Passamos a recalcular todas as medidas, e os espaços tornaram-se, devido à latente possibilidade, aguardantes das maravilhas industriais. Casas com garagem, edifícios com garagens (dois, três andares; carros empilhados); as larguras das ruas foram adaptadas para comportar a circulação média de dois veículos lada a lado, considerando estacionamento regular à esquerda e paradas de ônibus à direita. As mesas de estudos nos quartos dos jovens modificaram-se em tamanho e forma para receber aparatos cibernéticos; tantas novas palavras ocupando um antigo espaço, facilitando uma mesma função. Até as mochilas atualmente possuem bolsos acessórios e passagem para o fone de ouvido de tocadores de música e telefones portáteis de qualquer espécie. É quase impossível conceber um transeunte que não leve consigo alguma dessas inovações.
Acrescentam-se aí mais duas medidas em mutação: a do silêncio e a da solidão. Nunca estamos sós ou nunca estivemos tão sós! Vozes fazem-nos companhia constantemente, tornando-nos majoritariamente disponíveis, privando-nos de nossa privacidade, compondo-nos a trilha sonora de nossos dias; mas excluem-nos da presença presente do outro, do som em meio ao hálito quente, do fazer sentir através do tocar.
Estamos sempre com pressa e as medidas do tempo e da distância também se confundem e se abstraem. Um trem sob a terra encurta-nos o trabalho de muitas combustões e nos faz crer que a distância entre dois extremos da cidade pode ser calculada em minutos. O oceano inteiro que nos separa do velho continente reduziu-se a dois cafés, três refeições, uma taça de vinho e duas latinhas de refrigerante; uma revista bi ou trilíngue, banheiro apertado e a dor da despressurização nos tímpanos. Pode-se também viajar sem sair de casa: a escrivaninha devidamente aparelhada permite-nos estar em toda e qualquer parte do mundo sem que para isso precisemos tirar os pijamas e limpar as remelas.

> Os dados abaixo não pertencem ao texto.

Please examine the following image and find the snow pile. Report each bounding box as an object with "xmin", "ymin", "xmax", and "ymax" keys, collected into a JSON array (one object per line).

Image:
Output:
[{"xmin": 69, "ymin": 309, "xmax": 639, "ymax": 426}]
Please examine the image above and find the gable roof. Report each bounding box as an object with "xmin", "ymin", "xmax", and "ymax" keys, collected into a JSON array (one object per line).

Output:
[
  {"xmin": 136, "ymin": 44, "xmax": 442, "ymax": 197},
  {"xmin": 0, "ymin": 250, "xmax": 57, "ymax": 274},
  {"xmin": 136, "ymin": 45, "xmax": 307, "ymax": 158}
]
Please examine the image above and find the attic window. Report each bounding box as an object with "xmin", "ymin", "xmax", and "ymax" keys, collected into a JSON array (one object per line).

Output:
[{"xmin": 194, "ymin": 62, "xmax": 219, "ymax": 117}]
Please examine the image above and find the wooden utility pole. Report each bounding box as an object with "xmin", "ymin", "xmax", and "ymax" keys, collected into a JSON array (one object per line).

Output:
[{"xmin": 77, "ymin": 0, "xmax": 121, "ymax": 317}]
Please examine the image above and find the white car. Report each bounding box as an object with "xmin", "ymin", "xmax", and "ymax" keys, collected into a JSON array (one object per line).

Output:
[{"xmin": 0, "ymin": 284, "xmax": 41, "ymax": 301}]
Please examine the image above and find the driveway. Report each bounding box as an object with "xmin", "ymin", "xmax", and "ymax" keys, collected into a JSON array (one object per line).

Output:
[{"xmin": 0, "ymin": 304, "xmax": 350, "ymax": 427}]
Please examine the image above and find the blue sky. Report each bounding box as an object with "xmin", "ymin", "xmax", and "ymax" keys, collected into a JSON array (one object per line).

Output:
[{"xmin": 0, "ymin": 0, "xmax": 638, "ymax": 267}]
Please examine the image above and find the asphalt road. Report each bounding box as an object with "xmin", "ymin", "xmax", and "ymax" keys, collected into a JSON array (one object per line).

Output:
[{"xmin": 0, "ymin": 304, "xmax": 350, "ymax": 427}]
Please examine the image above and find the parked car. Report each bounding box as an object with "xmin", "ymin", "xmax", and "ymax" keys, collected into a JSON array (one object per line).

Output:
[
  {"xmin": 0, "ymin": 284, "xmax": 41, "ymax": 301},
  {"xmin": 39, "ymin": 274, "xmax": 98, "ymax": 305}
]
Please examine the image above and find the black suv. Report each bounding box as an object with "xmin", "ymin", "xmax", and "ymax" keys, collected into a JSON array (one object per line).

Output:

Tal magnificência tecnológica desmantela a medida do amor. A virtualidade legitima a impostura dos amantes, as falsas verdades, as ilusões intencionais. Pode-se conquistar vinte, amar dez e nunca estar com nenhuma – e mesmo assim sentir-se realizado com isso. Ficcionalizam-se mais as relações, ainda que haja a ilusão da proximidade provocada pela projeção da imagem do amado, borrado, ‘pixelizado’, ‘giga-hertzamente’ interferido na tela diante de si.
Ah, como o mundo das máquinas e das possibilidades altera a medida de si! Melhor caráter possui quem dirige um bom carro; é a mulher mais bonita aquela que melhor for ‘editada’ – e as demais mortais que se matem para se metamorfosearem no ideal. Estampamos arbitrariamente por aí nossos rostos, nossas ideias, nossos cachorros e o resto da família para satisfazer o ego e ocupar um espaço fabricado e não físico de estabelecimento de relações, justamente concebido para duplicarmos a vida que levamos modificando-a – uma caridosa ilusão de esperança.
Perdeu-se a medida do respeito através do grito da buzina, do ficar parado na porta do vagão do metrô mesmo quando não se vai saltar na estação; através da secretária eletrônica que responde por nós, do telefone que toca durante o filme. Extinguiu-se a medida do afeto quando deixamos de escrever beijo para digitar bj.